Actively-Held Stocks vs. Passively-Held Stocks: a True Zero-Sum Game 

Let’s imagine the universe of equity shares split into two buckets: passive and active. The passive bucket represents all shares held by those who can only hold stocks at the market weight. The active bucket represents all shares owned by those who can hold and trade shares at any other weight. The active participants determine the market weights of all equity shares, while the passive participants must accept the market weights. Combined, the two buckets represent all publically traded equity shares. For simplicity, we will exclude fees and assume that the passive investors can invest perfectly with zero tracking error. The two buckets look like this:

Given these assumptions, the passive bucket and active bucket will always have the same return. The returns of individual active participants may differ widely, but as a group, their stocks cannot outperform the stocks held by passive participants. This is a true zero-sum game.

But, as William Sharpe also points out, there are a number of ways that active equity funds could outperform the market.

Active Funds vs. Passively-Held Stocks 

Remember that the zero-sum game rule holds true for a distinct set of securities (i.e., the set of all stocks). But active equity funds are not bound by this set; they can choose to substitute some amount of cash, bonds, or other securities outside of the set held by the passive funds, as illustrated below:

In theory, one advantage held by active equity managers is that they have a broader investable universe than index funds. And because they can reach beyond the set of securities held by the market, they could collectively outperform it. In theory, they could hold more cash in falling markets and less cash during rising markets. They could short equity futures in falling markets or sell covered calls in flat markets. This is the crucial distinction: while the returns of active stocks must equal the returns of passive stocks, the returns of active funds do not necessarily equal the returns of passive funds.

Consider the following example in a hypothetical stock market. Imagine there is one passive fund, one active fund, and other active participants who trade stocks at a variety of weights. For the first half of the year, the stock market returns -5.00%. For the second half, the market returns +10.53%. To exclude the effect of stock-picking, imagine the active fund invests all of its stocks at market weights and only adjusts the size of its cash position.

For the full year, the return of the passive fund equals the market return. But imagine that the active fund held 15% in cash for the first half of the year and 1% in cash for the second half. Assuming cash returns 0%, the results are summarized below:

The active fund outperformed the passive fund simply by modifying its cash position. Because active funds can reach outside of stocks into a broader investable universe, the zero-sum game rule does not prevent them from outperforming the market.

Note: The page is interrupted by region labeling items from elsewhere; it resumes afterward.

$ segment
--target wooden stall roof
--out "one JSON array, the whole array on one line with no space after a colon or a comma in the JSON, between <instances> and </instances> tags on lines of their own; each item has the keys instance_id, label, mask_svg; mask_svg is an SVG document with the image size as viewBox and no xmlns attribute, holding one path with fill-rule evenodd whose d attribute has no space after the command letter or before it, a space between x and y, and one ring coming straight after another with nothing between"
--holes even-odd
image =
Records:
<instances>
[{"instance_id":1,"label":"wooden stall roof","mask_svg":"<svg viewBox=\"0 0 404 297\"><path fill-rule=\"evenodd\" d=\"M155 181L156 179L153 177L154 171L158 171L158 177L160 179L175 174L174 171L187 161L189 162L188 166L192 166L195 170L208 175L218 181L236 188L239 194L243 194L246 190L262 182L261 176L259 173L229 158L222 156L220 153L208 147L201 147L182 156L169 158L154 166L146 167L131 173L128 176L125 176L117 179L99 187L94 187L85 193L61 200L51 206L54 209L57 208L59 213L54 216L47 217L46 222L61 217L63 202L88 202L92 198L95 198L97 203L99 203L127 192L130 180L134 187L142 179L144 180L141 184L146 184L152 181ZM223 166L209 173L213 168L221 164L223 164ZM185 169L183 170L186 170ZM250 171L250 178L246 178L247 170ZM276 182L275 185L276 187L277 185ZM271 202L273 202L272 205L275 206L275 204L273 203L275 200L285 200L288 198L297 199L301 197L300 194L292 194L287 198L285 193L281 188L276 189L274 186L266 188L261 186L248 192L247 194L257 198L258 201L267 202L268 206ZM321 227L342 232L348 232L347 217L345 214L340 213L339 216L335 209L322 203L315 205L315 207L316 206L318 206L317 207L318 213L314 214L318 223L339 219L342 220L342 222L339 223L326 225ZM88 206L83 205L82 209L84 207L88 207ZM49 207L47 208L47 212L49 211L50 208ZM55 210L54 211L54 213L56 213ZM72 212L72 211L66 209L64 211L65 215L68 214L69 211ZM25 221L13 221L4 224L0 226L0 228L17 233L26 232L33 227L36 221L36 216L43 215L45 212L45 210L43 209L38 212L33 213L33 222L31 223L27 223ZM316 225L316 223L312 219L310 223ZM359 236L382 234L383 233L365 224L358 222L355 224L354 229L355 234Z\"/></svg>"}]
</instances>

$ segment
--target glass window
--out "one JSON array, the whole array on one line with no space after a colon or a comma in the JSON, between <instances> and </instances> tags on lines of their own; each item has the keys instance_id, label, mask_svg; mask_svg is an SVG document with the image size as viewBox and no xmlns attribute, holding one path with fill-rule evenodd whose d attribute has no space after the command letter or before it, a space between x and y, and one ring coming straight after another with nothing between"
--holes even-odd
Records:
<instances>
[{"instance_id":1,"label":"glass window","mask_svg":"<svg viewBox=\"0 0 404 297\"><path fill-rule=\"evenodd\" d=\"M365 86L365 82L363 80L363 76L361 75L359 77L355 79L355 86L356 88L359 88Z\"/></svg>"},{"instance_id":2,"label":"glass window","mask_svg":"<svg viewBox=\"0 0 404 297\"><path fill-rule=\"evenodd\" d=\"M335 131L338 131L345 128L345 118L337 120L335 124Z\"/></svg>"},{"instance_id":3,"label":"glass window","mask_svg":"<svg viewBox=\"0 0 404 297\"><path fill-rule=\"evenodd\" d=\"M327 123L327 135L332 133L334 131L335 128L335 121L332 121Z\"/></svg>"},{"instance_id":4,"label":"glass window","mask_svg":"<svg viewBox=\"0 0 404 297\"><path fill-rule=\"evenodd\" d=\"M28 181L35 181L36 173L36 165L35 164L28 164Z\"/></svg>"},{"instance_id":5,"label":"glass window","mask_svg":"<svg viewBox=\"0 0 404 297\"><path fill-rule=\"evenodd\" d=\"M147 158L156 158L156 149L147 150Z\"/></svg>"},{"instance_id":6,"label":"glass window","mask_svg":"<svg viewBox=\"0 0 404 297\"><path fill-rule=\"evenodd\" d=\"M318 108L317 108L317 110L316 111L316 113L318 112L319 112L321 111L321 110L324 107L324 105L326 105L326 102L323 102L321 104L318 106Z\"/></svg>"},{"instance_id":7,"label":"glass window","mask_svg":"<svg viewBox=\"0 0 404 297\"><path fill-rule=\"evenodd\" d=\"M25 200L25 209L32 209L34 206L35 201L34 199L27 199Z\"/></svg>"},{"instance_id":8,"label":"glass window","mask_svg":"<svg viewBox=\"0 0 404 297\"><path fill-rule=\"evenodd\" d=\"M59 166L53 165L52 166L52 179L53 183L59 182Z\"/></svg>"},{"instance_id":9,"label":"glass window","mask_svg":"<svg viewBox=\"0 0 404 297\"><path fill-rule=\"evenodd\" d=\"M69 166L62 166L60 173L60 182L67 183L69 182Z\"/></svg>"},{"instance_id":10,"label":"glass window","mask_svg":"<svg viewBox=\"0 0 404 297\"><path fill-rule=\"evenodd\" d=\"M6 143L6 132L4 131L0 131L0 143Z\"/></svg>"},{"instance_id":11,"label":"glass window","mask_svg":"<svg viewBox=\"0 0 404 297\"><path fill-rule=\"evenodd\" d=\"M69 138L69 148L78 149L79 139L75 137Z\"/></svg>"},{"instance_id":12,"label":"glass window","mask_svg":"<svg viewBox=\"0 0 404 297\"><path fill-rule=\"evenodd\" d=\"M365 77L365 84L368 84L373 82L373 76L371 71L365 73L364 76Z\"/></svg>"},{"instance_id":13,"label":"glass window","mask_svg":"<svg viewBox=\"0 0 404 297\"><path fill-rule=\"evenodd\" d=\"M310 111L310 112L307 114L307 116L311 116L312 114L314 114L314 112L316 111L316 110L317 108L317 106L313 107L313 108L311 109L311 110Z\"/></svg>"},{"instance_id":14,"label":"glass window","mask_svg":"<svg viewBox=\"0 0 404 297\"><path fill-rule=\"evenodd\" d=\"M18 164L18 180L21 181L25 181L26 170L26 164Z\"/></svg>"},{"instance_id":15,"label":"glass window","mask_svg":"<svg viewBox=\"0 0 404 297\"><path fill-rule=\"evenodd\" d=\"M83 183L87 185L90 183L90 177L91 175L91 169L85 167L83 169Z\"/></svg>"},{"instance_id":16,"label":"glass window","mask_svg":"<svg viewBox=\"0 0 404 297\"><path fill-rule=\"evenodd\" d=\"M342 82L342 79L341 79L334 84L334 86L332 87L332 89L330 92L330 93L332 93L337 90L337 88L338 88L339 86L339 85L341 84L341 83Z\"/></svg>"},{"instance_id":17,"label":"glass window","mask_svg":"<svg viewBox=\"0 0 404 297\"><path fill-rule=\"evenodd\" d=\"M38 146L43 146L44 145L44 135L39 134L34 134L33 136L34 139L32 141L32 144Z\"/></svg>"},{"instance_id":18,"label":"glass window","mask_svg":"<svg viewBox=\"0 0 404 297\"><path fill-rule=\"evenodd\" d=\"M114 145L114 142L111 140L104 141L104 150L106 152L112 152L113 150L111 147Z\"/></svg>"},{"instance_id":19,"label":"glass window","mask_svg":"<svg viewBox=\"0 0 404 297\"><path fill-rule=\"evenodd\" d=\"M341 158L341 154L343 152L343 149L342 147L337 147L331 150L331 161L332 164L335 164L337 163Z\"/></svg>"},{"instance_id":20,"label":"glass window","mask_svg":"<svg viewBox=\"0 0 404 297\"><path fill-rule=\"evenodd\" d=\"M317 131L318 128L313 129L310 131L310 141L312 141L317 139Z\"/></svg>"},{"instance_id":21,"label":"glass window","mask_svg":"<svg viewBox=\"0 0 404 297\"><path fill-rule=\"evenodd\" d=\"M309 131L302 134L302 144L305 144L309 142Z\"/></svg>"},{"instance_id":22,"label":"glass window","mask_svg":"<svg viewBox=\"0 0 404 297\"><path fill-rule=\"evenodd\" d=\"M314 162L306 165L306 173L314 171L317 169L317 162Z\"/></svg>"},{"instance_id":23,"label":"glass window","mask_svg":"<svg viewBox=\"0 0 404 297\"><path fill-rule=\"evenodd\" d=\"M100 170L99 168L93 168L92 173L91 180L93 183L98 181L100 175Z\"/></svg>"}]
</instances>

Active Funds vs. Other Active Participants 

Of course, there is a second (and perhaps more obvious) source of potential outperformance. Excess returns for active funds could simply come at the expense of other active investors. Anyone else who trades stocks at non-market weights including individual investors, corporations, and employee stock-plan participants (the supposed “dumb” money) could underperform, effectively transferring excess returns to professional fund managers (“smart” money).

Conclusion

This exploration is simply a reminder that actively managed equity funds could, in theory, outperform the market, and that the zero-sum game rule does not prevent them from doing so. None of this is intended as an argument for, or against, active management.

The interesting thing is that most active funds don’t outperform the market. The reasons for this deserve further exploration. Structural causes of underperformance, along with thoughts on how to tackle them, will be the subject of future pieces.